How severe does this issue affect your experience of using Ray?
High: It blocks me from completing my task.
I am trying to process histograms of images, and I defined the following code :
import cv2
import numpy as np
import ray
ray.init()
@ray.remote
class ImageAnalyzer(object):
def __init__(self) -> None:
pass
def compute_histograms(self, image_path):
print(image_path)
image = cv2.imread(image_path, cv2.IMREAD_UNCHANGED)
luminance = cv2.cvtColor(image, cv2.COLOR_BGR2LAB)[:, :, 0]
hist_lum,bins = np.histogram(luminance.ravel(),256,[0,255])
return hist_lum
# Load a list of 4500 images
image_list = glob.glob("my_dir/*.png", recursive=True)
image_analyzers = [ImageAnalyzer.remote() for _ in image_list]
results = ray.get([ia.compute_histograms.remote(img_path ) for ia, img_path in zip(image_analyzers, image_list )])
print(results)
The computer I use has 64 cores and 128Gb of RAM, and I would expect Ray to process 64 histograms at a time in 64 different processes. Instead, it seems Ray creates a worker for each image analyzer instance and a worker for each call of the compute_histogram function. Because I have 4500 images to process, the number of workers is too high, and the program stops.
Thank you for your reply @yic. Indeed, only using compute_histograms() as a remote function without an Actor works like a charm and is as fast as Dask.
However, the given class is a minimal example of my class. Therefore, having this class (or Actor) working would be great. My understanding is that I should use a single AsyncActor, give a maximum concurrency equal to my number of CPU cores and have it process the 4500 histograms. Is this the right direction?
@alixleroy I see. With your proposal it’ll work fine if it’s single node.
If you’d like to scale to more nodes, you’ll need either use the single Actor (async actor) as the launcher and run remote task inside the method or you’ll need to shard the traffic across actors.
@yic I tried the following code, resulting in a single node processing everything sequentially.
import cv2
import numpy as np
import ray
ray.init()
@ray.remote
class ImageAnalyzer(object):
def __init__(self) -> None:
pass
async def compute_histograms(self, image_path):
print(image_path)
image = cv2.imread(image_path, cv2.IMREAD_UNCHANGED)
luminance = cv2.cvtColor(image, cv2.COLOR_BGR2LAB)[:, :, 0]

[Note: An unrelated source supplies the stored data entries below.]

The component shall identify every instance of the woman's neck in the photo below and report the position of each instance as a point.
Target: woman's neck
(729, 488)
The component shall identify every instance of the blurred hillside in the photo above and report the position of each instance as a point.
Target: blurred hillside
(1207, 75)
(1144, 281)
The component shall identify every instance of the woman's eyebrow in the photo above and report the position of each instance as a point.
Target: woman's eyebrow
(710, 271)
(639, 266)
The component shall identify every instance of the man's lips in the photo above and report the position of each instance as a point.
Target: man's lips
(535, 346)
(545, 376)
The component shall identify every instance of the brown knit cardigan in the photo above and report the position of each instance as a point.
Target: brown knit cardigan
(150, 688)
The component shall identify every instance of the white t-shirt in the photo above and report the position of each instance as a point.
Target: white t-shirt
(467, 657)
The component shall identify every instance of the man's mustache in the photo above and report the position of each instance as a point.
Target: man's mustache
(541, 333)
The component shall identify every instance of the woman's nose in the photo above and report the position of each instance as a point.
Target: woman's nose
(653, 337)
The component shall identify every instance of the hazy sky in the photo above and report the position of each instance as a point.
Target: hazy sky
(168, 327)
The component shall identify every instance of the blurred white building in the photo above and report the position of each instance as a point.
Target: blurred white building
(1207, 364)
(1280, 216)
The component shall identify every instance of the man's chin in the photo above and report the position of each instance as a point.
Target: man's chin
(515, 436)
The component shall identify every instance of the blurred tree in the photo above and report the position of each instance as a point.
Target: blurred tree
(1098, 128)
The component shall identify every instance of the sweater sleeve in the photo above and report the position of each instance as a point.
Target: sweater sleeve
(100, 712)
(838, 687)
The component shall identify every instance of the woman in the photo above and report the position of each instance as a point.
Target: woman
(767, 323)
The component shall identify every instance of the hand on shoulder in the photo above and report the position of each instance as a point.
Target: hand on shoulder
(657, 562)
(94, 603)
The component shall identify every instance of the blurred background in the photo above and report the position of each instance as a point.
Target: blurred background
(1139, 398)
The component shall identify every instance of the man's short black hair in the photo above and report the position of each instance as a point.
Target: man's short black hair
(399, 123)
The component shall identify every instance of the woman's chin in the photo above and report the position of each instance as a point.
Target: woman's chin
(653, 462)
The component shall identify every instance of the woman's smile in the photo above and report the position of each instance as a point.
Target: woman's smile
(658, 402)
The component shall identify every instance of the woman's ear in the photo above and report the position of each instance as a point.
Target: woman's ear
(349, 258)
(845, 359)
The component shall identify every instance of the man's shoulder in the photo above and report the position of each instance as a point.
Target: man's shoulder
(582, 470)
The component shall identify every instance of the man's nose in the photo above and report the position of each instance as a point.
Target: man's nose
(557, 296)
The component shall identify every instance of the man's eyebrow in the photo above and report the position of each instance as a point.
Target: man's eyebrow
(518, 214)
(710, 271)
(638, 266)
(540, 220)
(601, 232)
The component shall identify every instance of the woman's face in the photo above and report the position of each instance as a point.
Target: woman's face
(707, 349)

hist_lum,bins = np.histogram(luminance.ravel(),256,[0,255])
return hist_lum
# Load a list of 4500 images
image_list = glob.glob("my_dir/*.png", recursive=True)
image_analyzer = ImageAnalyzer.options(max_concurrency=64).remote()
results = ray.get([image_analyzer.compute_histograms.remote(img_path) for img_path in image_list])
print(results)
I am unsure of the difference between this solution and the first one you suggested in your last message. Any suggestions to make this code use multiple processes?
Regarding the shard of the traffic across actors, it looks pretty similar to creating a classical multiprocessing pool. I thought Ray was helping to avoid this.
Hey @alixleroy , I think the best approach here is to use Datasets. I would generally recommend using Datasets whenever you want to do bulk parallelization with Ray, since it’s a much higher level API. It also supports stateful setup such as using actors under the hood and managing a pool of those automatically.
Hi @ericl,
Many thanks for your reply.
It works very well this way. My code works perfectly fine when replacing __call__ by a normal function compute_histograms() and ImageAnalyzerCls by ImageAnalyzer.compute_histograms in the map function. This seems to offer more flexibility and keep the original class structure. Could this change impact the performances of Ray?
I find that my Ray code is 10-20% slower than my Dask code. I am currently using a single computer with 64 cores. Is there any reason behind this? I used the dask.delayed() function for this multi-processing task with Dask. Could the generated graph be more optimized than the future approach? Should I use Ray’s workflow to obtain similar results?
Interesting, if the task based approach is fast and the actor one slower, there could be two reasons: (1) could it be a actor launch overhead? This could be responsible if the difference is just a few seconds. (2) the configuration of the actor pool can matter, since unlike tasks you have to either specify a min/max size. Setting min=max=num_cpus would best emulate the pure task based version.
How many CPUs are you using? It could be the default parallelism limit of dataset.from_items (200). It could also be something else. One way to check if to use datasets without actors (using pure function in dataset.map()).
If you can provide a repro script (say with dummy computation function), that would be very helpful to diagnose.